Renal impairment: In a study in subjects with renal impairment the mean (SD) AUC0-∞ increased from 737.4 (±260.8) ngxhr/ml in subjects without impairment (GFR: > 80 ml/min/1.73 m2) to: 967.4 (±140.2) ngxhr/ml in subjects with mild impairment (GFR: 50-80 ml/min/1.73 m2), 1384.2 (±263.23) ngxhr/ml in subjects with moderate impairment (GFR: 30 - <50 ml/min/1.73 m2), and 1708.5 (±699.0) ngxhr/ml in subjects with severe impairment (GFR: < 30 ml/min/1.73 m2). Mean (SD) half-life of bilastine was 9.3 h (± 2.8) in subjects without impairment, 15.1 h (± 7.7) in subjects with mild impairment, 10.5 h (± 2.3) in subjects with moderate impairment and 18.4 h (± 11.4) in subjects with severe impairment. Urinary excretion of bilastine was essentially complete after 48 -72 h in all subjects. These pharmacokinetic changes are not expected to have a clinically relevant influence on the safety of bilastine, since Bilastine plasma levels in patients with renal impairment are still within the safety range of bilastine.
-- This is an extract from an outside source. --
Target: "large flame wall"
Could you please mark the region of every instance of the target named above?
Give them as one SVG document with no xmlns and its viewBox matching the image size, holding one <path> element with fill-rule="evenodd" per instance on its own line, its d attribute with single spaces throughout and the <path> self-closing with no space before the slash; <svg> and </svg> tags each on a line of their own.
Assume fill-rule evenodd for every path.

Hepatic impairment: There are no pharmacokinetic data in subjects with hepatic impairment. Bilastine is not metabolized in human. Since the results of the renal impairment study indicate renal elimination to be a major contributor in the elimination, biliary excretion is expected to be only marginally involved in the elimination of bilastine. Changes in liver function are not expected to have a clinically relevant influence on bilastine pharmacokinetics.
Older people: Only limited data are available in subjects older than 65 years. No statistically significant differences have been observed with regard to PK of bilastine in older people aged over 65 years compared to adult population aged between 18 to 35 years.
Paediatric population: No pharmacokinetic data are available in adolescents (12 years to 17 years) as the extrapolation from adult data was deemed appropriate for this product.
Toxicology: Preclinical safety data: Non-clinical data with bilastine reveal no special hazard for humans based on conventional studies of safety pharmacology, repeated dose toxicity, genotoxicity and carcinogenic potential.
In reproduction toxicity studies effects of bilastine on the foetus (pre-and post-implantation loss in rats and incomplete ossification of cranial bones, sternebrae and limbs in rabbits) were only observed at maternal toxic doses. The exposure levels at the NOAELs are sufficiently in excess (> 30 fold) to the human exposure at the recommended therapeutic dose.
In a fertility study in rats, bilastine administered orally up to 1000 mg/kg/day did not induce any effect on female and male reproductive organs. Mating, fertility and pregnancy indices were not affected.
As seen in a distribution study in rats with determination of drug concentrations by autoradiography, bilastine does not accumulate in the CNS.